Training:71908,Test:30756


In [15]:
bands = ["B2", "B3", "B4", "B5", "B6", "B7", "B8"]
rf_classifier = ee.Classifier.smileRandomForest(10).train(
    features = training,
    classProperty = "landcover",
    inputProperties = bands
)


In [16]:
result = image.select(bands).classify(rf_classifier)

legend_keys = ["water", "farmland", "bareland", "vegetation", "urban"]
legend_colors = ["3388ff", "42ff68", "ffc342", "258e31", "b1beb8"]

landcover = result.set("classification_class_values", [1,2,3,4,5])
landcover = landcover.set("classification_class_palette", legend_colors)

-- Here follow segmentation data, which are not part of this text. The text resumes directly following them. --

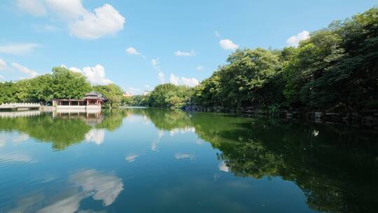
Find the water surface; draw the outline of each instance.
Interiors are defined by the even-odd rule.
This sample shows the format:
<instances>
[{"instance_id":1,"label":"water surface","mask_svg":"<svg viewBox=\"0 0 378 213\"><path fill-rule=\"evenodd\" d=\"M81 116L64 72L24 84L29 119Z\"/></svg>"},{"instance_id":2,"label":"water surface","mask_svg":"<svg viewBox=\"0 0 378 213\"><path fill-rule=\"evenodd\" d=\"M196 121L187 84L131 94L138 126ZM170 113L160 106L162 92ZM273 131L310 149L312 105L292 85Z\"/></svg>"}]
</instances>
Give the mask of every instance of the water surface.
<instances>
[{"instance_id":1,"label":"water surface","mask_svg":"<svg viewBox=\"0 0 378 213\"><path fill-rule=\"evenodd\" d=\"M376 212L377 136L168 109L0 112L0 212Z\"/></svg>"}]
</instances>

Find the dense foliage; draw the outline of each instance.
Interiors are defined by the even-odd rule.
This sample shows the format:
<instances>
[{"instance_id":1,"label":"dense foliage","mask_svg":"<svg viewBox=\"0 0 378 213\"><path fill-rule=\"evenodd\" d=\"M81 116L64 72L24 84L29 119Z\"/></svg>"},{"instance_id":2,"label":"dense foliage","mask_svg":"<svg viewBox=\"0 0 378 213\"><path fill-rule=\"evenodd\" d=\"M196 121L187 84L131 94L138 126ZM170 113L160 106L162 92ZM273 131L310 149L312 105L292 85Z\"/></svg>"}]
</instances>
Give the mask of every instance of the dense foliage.
<instances>
[{"instance_id":1,"label":"dense foliage","mask_svg":"<svg viewBox=\"0 0 378 213\"><path fill-rule=\"evenodd\" d=\"M52 74L0 83L0 103L45 103L53 99L80 99L91 90L106 97L108 101L106 106L117 106L122 99L122 91L115 84L92 86L81 74L64 67L54 67Z\"/></svg>"},{"instance_id":2,"label":"dense foliage","mask_svg":"<svg viewBox=\"0 0 378 213\"><path fill-rule=\"evenodd\" d=\"M161 84L146 97L146 105L153 107L181 107L190 103L192 90L184 85Z\"/></svg>"},{"instance_id":3,"label":"dense foliage","mask_svg":"<svg viewBox=\"0 0 378 213\"><path fill-rule=\"evenodd\" d=\"M359 111L378 106L378 8L334 22L298 48L238 50L192 104Z\"/></svg>"}]
</instances>

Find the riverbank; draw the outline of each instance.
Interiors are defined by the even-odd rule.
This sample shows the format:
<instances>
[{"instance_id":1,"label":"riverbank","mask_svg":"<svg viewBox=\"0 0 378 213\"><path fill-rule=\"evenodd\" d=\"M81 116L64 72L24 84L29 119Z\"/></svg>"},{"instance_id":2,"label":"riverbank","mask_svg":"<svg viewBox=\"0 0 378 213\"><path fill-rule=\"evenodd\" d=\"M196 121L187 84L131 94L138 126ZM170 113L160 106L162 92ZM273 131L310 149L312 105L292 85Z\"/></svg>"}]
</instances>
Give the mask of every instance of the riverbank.
<instances>
[{"instance_id":1,"label":"riverbank","mask_svg":"<svg viewBox=\"0 0 378 213\"><path fill-rule=\"evenodd\" d=\"M236 110L221 106L204 107L199 106L186 106L183 109L186 111L232 112L247 116L273 116L284 119L301 119L314 123L332 123L348 125L363 125L378 129L378 109L365 110L360 112L304 111L299 109L270 111L267 109L256 109L248 107Z\"/></svg>"}]
</instances>

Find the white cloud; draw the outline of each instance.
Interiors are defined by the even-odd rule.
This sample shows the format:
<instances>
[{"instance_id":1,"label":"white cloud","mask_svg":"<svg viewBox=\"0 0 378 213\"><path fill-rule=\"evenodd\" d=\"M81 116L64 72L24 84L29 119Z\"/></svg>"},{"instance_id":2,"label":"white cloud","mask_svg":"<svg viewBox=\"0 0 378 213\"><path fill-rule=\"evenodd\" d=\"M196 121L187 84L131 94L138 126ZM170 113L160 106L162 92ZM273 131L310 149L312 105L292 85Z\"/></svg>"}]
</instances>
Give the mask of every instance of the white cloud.
<instances>
[{"instance_id":1,"label":"white cloud","mask_svg":"<svg viewBox=\"0 0 378 213\"><path fill-rule=\"evenodd\" d=\"M136 51L136 50L133 47L130 47L126 49L126 53L129 55L140 55L141 53Z\"/></svg>"},{"instance_id":2,"label":"white cloud","mask_svg":"<svg viewBox=\"0 0 378 213\"><path fill-rule=\"evenodd\" d=\"M110 79L105 77L105 68L100 64L94 66L94 67L84 67L83 71L76 67L71 67L69 70L75 72L81 73L92 84L94 85L108 85L112 83Z\"/></svg>"},{"instance_id":3,"label":"white cloud","mask_svg":"<svg viewBox=\"0 0 378 213\"><path fill-rule=\"evenodd\" d=\"M67 69L67 67L65 67L65 66L61 66L61 67ZM71 67L69 69L72 71L74 71L74 72L79 72L80 74L83 74L83 71L81 71L81 69L78 69L77 67Z\"/></svg>"},{"instance_id":4,"label":"white cloud","mask_svg":"<svg viewBox=\"0 0 378 213\"><path fill-rule=\"evenodd\" d=\"M41 16L46 13L42 0L17 0L17 6L34 16Z\"/></svg>"},{"instance_id":5,"label":"white cloud","mask_svg":"<svg viewBox=\"0 0 378 213\"><path fill-rule=\"evenodd\" d=\"M8 153L0 154L0 162L1 163L36 163L33 158L27 155L16 153Z\"/></svg>"},{"instance_id":6,"label":"white cloud","mask_svg":"<svg viewBox=\"0 0 378 213\"><path fill-rule=\"evenodd\" d=\"M194 158L195 158L195 156L192 154L178 153L174 154L174 158L177 160L184 159L184 158L190 158L190 160L193 160Z\"/></svg>"},{"instance_id":7,"label":"white cloud","mask_svg":"<svg viewBox=\"0 0 378 213\"><path fill-rule=\"evenodd\" d=\"M160 83L165 83L165 77L162 72L159 71L158 73L158 78L159 78L159 81L160 81Z\"/></svg>"},{"instance_id":8,"label":"white cloud","mask_svg":"<svg viewBox=\"0 0 378 213\"><path fill-rule=\"evenodd\" d=\"M286 40L288 46L298 47L300 41L306 40L309 38L309 32L304 30L296 36L293 36Z\"/></svg>"},{"instance_id":9,"label":"white cloud","mask_svg":"<svg viewBox=\"0 0 378 213\"><path fill-rule=\"evenodd\" d=\"M85 134L85 140L88 142L94 142L96 144L101 144L105 139L105 130L92 129Z\"/></svg>"},{"instance_id":10,"label":"white cloud","mask_svg":"<svg viewBox=\"0 0 378 213\"><path fill-rule=\"evenodd\" d=\"M125 158L125 160L127 162L133 162L135 160L135 158L138 158L139 155L136 155L134 153L129 154L126 158Z\"/></svg>"},{"instance_id":11,"label":"white cloud","mask_svg":"<svg viewBox=\"0 0 378 213\"><path fill-rule=\"evenodd\" d=\"M189 87L194 87L200 84L200 81L194 78L178 77L171 74L169 83L174 85L185 85Z\"/></svg>"},{"instance_id":12,"label":"white cloud","mask_svg":"<svg viewBox=\"0 0 378 213\"><path fill-rule=\"evenodd\" d=\"M18 6L34 15L45 15L48 8L52 12L49 14L67 24L71 35L83 39L114 34L123 29L125 22L125 17L108 4L93 12L85 8L81 0L18 0Z\"/></svg>"},{"instance_id":13,"label":"white cloud","mask_svg":"<svg viewBox=\"0 0 378 213\"><path fill-rule=\"evenodd\" d=\"M204 70L204 67L203 66L197 66L195 69L197 69L197 71L203 71Z\"/></svg>"},{"instance_id":14,"label":"white cloud","mask_svg":"<svg viewBox=\"0 0 378 213\"><path fill-rule=\"evenodd\" d=\"M125 19L111 5L104 4L94 9L94 13L86 12L81 19L70 25L70 31L80 39L96 39L114 34L123 29Z\"/></svg>"},{"instance_id":15,"label":"white cloud","mask_svg":"<svg viewBox=\"0 0 378 213\"><path fill-rule=\"evenodd\" d=\"M8 64L6 64L6 62L0 58L0 70L4 70L6 69L6 67L8 66Z\"/></svg>"},{"instance_id":16,"label":"white cloud","mask_svg":"<svg viewBox=\"0 0 378 213\"><path fill-rule=\"evenodd\" d=\"M69 180L77 187L74 191L78 192L45 206L36 212L76 212L80 207L80 202L89 197L92 197L94 200L102 200L103 205L107 207L114 202L123 191L122 179L112 173L103 173L95 170L86 170L74 173L70 175ZM27 209L30 210L29 208Z\"/></svg>"},{"instance_id":17,"label":"white cloud","mask_svg":"<svg viewBox=\"0 0 378 213\"><path fill-rule=\"evenodd\" d=\"M190 52L181 52L177 50L174 53L174 55L176 56L195 56L196 53L194 50L191 50Z\"/></svg>"},{"instance_id":18,"label":"white cloud","mask_svg":"<svg viewBox=\"0 0 378 213\"><path fill-rule=\"evenodd\" d=\"M92 195L95 200L102 200L104 206L111 205L123 190L122 179L111 173L102 173L95 170L77 172L71 175L70 179L82 188L85 192L84 197Z\"/></svg>"},{"instance_id":19,"label":"white cloud","mask_svg":"<svg viewBox=\"0 0 378 213\"><path fill-rule=\"evenodd\" d=\"M84 67L83 73L92 84L107 85L113 83L105 78L105 69L100 64L97 64L94 67Z\"/></svg>"},{"instance_id":20,"label":"white cloud","mask_svg":"<svg viewBox=\"0 0 378 213\"><path fill-rule=\"evenodd\" d=\"M0 53L22 55L29 53L38 47L36 43L18 43L0 46Z\"/></svg>"},{"instance_id":21,"label":"white cloud","mask_svg":"<svg viewBox=\"0 0 378 213\"><path fill-rule=\"evenodd\" d=\"M56 202L44 207L38 210L38 213L48 212L76 212L80 206L80 202L83 199L81 193L78 193L69 198L60 200Z\"/></svg>"},{"instance_id":22,"label":"white cloud","mask_svg":"<svg viewBox=\"0 0 378 213\"><path fill-rule=\"evenodd\" d=\"M22 73L29 75L29 77L30 78L34 78L38 76L38 73L36 71L25 67L20 64L12 63L12 67L15 68L17 70L21 71Z\"/></svg>"},{"instance_id":23,"label":"white cloud","mask_svg":"<svg viewBox=\"0 0 378 213\"><path fill-rule=\"evenodd\" d=\"M160 69L160 60L159 58L153 59L151 60L151 64L153 64L153 67L156 71L158 71L158 78L159 78L159 81L160 81L160 83L165 83L165 76L164 73L162 71L162 69Z\"/></svg>"},{"instance_id":24,"label":"white cloud","mask_svg":"<svg viewBox=\"0 0 378 213\"><path fill-rule=\"evenodd\" d=\"M234 42L230 39L223 39L219 41L219 45L222 49L226 50L235 50L239 48L239 45L234 43Z\"/></svg>"}]
</instances>

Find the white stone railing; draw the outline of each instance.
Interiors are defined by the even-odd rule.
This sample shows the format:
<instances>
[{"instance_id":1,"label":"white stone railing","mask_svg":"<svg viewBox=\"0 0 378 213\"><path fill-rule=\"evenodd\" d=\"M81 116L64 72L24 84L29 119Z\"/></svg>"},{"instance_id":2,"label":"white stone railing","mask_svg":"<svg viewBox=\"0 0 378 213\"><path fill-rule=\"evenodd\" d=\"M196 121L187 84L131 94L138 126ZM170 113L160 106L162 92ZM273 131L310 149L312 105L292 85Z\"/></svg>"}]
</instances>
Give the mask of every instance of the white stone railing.
<instances>
[{"instance_id":1,"label":"white stone railing","mask_svg":"<svg viewBox=\"0 0 378 213\"><path fill-rule=\"evenodd\" d=\"M41 114L39 110L20 111L0 111L0 118L18 118L38 116Z\"/></svg>"},{"instance_id":2,"label":"white stone railing","mask_svg":"<svg viewBox=\"0 0 378 213\"><path fill-rule=\"evenodd\" d=\"M41 106L37 103L1 103L1 108L36 108Z\"/></svg>"}]
</instances>

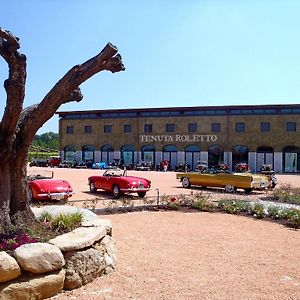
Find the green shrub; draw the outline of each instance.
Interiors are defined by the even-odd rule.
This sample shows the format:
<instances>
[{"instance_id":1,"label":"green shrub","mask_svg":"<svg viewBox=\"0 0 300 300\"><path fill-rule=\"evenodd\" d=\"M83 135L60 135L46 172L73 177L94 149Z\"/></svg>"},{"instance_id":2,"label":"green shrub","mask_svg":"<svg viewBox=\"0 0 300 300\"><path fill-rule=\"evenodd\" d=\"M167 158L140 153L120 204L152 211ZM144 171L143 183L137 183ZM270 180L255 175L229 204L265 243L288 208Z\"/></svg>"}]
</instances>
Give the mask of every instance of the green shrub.
<instances>
[{"instance_id":1,"label":"green shrub","mask_svg":"<svg viewBox=\"0 0 300 300\"><path fill-rule=\"evenodd\" d=\"M251 207L251 214L258 219L263 219L265 217L265 208L263 204L254 204L254 206Z\"/></svg>"}]
</instances>

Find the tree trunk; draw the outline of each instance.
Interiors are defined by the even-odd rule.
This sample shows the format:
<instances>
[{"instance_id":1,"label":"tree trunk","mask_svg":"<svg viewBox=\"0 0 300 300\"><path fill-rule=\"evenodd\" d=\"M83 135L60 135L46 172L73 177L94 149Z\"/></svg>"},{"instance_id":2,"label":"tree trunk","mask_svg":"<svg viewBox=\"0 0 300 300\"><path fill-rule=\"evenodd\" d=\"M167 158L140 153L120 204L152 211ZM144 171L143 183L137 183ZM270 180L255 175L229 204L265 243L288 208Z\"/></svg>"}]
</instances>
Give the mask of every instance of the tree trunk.
<instances>
[{"instance_id":1,"label":"tree trunk","mask_svg":"<svg viewBox=\"0 0 300 300\"><path fill-rule=\"evenodd\" d=\"M108 43L95 57L69 70L41 103L22 109L27 74L26 56L19 48L19 39L0 28L0 56L9 68L4 82L6 107L0 122L0 233L12 226L28 228L36 221L29 206L27 159L38 129L62 104L82 100L81 83L104 70L125 70L118 49Z\"/></svg>"}]
</instances>

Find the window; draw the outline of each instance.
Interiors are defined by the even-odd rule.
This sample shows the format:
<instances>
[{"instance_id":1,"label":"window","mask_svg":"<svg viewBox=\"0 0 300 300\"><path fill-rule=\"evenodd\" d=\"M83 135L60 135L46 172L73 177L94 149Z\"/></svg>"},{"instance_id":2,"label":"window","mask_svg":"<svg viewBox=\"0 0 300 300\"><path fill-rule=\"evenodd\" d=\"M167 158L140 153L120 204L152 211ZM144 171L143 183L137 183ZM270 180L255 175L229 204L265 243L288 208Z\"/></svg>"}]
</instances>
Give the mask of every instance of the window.
<instances>
[{"instance_id":1,"label":"window","mask_svg":"<svg viewBox=\"0 0 300 300\"><path fill-rule=\"evenodd\" d=\"M131 132L131 124L125 124L124 125L124 132L130 133Z\"/></svg>"},{"instance_id":2,"label":"window","mask_svg":"<svg viewBox=\"0 0 300 300\"><path fill-rule=\"evenodd\" d=\"M92 133L92 126L91 125L84 126L84 133Z\"/></svg>"},{"instance_id":3,"label":"window","mask_svg":"<svg viewBox=\"0 0 300 300\"><path fill-rule=\"evenodd\" d=\"M287 122L286 131L296 131L296 122Z\"/></svg>"},{"instance_id":4,"label":"window","mask_svg":"<svg viewBox=\"0 0 300 300\"><path fill-rule=\"evenodd\" d=\"M271 129L271 125L269 122L261 122L260 123L260 131L261 132L269 132Z\"/></svg>"},{"instance_id":5,"label":"window","mask_svg":"<svg viewBox=\"0 0 300 300\"><path fill-rule=\"evenodd\" d=\"M152 132L152 124L145 124L145 132Z\"/></svg>"},{"instance_id":6,"label":"window","mask_svg":"<svg viewBox=\"0 0 300 300\"><path fill-rule=\"evenodd\" d=\"M73 134L74 133L74 127L73 126L67 126L67 134Z\"/></svg>"},{"instance_id":7,"label":"window","mask_svg":"<svg viewBox=\"0 0 300 300\"><path fill-rule=\"evenodd\" d=\"M189 123L189 132L197 132L197 123Z\"/></svg>"},{"instance_id":8,"label":"window","mask_svg":"<svg viewBox=\"0 0 300 300\"><path fill-rule=\"evenodd\" d=\"M220 132L221 131L221 123L212 123L211 131L212 132Z\"/></svg>"},{"instance_id":9,"label":"window","mask_svg":"<svg viewBox=\"0 0 300 300\"><path fill-rule=\"evenodd\" d=\"M175 125L174 124L166 124L166 132L174 132Z\"/></svg>"},{"instance_id":10,"label":"window","mask_svg":"<svg viewBox=\"0 0 300 300\"><path fill-rule=\"evenodd\" d=\"M236 132L245 132L245 123L244 122L235 123L235 131Z\"/></svg>"},{"instance_id":11,"label":"window","mask_svg":"<svg viewBox=\"0 0 300 300\"><path fill-rule=\"evenodd\" d=\"M104 133L112 133L112 125L104 125Z\"/></svg>"}]
</instances>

Map.addLayer(landcover, {}, "Land cover")
Map.add_legend(keys=legend_keys, colors=legend_colors, position="bottomleft")
Map

Map(bottom=11199.0, center=[51.49, -0.14], controls=(WidgetControl(options=['position', 'transparent_bg'], wid…

### Assessment

In [17]:
train_accuracy = rf_classifier.confusionMatrix()

train_accuracy.getInfo()

[[0, 0, 0, 0, 0, 0],
 [0, 54395, 0, 0, 0, 4],
 [0, 0, 1663, 0, 4, 1],
 [0, 0, 0, 2803, 0, 1],
 [0, 0, 7, 0, 10149, 1],
 [0, 3, 1, 2, 2, 2872]]

In [18]:
train_accuracy.accuracy().getInfo()

0.9996384268787896

In [22]:
train_accuracy.kappa().getInfo()

0.9991052261076222

In [19]:
tested = test.classify(rf_classifier)
test_accuracy = tested.errorMatrix("landcover", "classification")
test_accuracy.getInfo()

[[0, 0, 0, 0, 0, 0],
 [0, 23272, 0, 0, 0, 11],
 [0, 0, 630, 1, 15, 1],
 [0, 0, 2, 1249, 0, 0],
 [0, 0, 23, 0, 4274, 1],
 [0, 5, 3, 14, 1, 1254]]

In [20]:
test_accuracy.accuracy().getInfo()

0.9974964234620887

In [21]:
test_accuracy.kappa().getInfo()

0.9937990275483285

Comments: The overall accuracy seems good, but I also notice some errors. One obvious one is that the cloud is classified as urban area.